« Immigration : le grand déni » par François Héran
Les chercheurs qui parcourent le terrain et fouillent les données ne se bercent pas d’illusions
La dernière page de ce livre de François Héran est à apprendre par cœur. Aujourd’hui professeur au Collège de France, hier à la direction de l’Institut national d’études démographiques (INED), philosophe, anthropologue et statisticien, François Héran coche à toutes les cases. « En matière de migrations (comme en d’autres domaines), les chercheurs professionnels ont souvent une approche plus réaliste que les politiques, parce qu’au lieu de répercuter sans recul les doléances brutes des citoyens, ils s’astreignent à mener des observations prolongées sur le terrain, à réunir des témoignages, à brasser des archives, à construire de vastes enquêtes représentatives ou à dresser des bilans comparatifs. Les chercheurs qui parcourent le terrain et fouillent les données ne se bercent pas d’illusions. C’est ce qui fait sans doute que la classe politique les écoute si peu. » Ceux et celles qui suivent la question depuis vingt ans et plus savent qui racontent toujours la même chose et qui mesurent les évolutions dans le temps et dans l’espace.

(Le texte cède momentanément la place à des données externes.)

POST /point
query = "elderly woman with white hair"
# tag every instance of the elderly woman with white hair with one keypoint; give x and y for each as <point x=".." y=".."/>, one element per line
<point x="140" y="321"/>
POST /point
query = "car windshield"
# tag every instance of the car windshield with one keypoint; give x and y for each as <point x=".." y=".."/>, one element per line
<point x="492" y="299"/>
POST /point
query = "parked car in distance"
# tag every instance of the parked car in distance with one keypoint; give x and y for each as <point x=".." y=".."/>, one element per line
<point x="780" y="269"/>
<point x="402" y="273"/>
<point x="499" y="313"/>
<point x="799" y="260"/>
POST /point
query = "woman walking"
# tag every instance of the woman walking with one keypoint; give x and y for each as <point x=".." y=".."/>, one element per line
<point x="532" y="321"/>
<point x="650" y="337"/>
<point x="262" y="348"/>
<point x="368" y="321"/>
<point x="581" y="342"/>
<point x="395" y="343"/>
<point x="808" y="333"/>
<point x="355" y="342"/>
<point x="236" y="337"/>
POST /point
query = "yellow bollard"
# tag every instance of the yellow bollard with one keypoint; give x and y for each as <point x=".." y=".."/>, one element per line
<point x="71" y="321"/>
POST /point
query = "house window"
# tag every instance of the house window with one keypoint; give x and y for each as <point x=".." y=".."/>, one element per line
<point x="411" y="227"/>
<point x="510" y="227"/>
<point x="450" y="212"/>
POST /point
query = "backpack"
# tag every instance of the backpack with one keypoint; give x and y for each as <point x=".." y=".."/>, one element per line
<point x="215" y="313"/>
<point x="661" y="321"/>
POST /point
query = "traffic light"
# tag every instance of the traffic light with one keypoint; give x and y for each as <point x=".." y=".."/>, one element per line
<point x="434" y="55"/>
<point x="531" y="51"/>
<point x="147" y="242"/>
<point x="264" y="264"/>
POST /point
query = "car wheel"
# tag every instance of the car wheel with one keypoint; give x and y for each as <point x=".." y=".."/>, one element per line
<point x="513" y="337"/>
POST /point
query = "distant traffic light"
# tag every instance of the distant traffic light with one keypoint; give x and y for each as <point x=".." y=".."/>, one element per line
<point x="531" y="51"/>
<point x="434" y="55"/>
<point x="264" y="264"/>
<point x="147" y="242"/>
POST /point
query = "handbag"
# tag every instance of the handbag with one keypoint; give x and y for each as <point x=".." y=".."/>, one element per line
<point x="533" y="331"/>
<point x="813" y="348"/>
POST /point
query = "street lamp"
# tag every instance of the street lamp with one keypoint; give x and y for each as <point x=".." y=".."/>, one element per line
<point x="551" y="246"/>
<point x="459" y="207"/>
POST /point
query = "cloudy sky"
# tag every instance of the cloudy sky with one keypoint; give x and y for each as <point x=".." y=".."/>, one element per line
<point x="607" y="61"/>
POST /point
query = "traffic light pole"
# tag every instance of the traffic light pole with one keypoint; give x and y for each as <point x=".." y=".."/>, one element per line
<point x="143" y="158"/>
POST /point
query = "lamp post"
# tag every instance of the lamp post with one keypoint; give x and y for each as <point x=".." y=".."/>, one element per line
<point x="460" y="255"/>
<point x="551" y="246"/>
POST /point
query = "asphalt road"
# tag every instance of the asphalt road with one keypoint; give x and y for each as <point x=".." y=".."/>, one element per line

« Je fais partie des chercheurs qui pensent que l’estimation – enquête INED-INSEE 2022 – de 7 millions d’immigrés vivant en France doit être majorée au moins d’un million de personnes (les sans-papiers, jeunes arrivés enfants et qui se croient Français…) Au total, « il est raisonnable de penser que les immigrés représentent 11 à 12 % de la population de la France. […] La tendance générale est bien celle d’une progression continue de la population immigrée en France depuis l’an 2000 et ce, quelles que soient les majorités politiques, de droite ou de gauche ».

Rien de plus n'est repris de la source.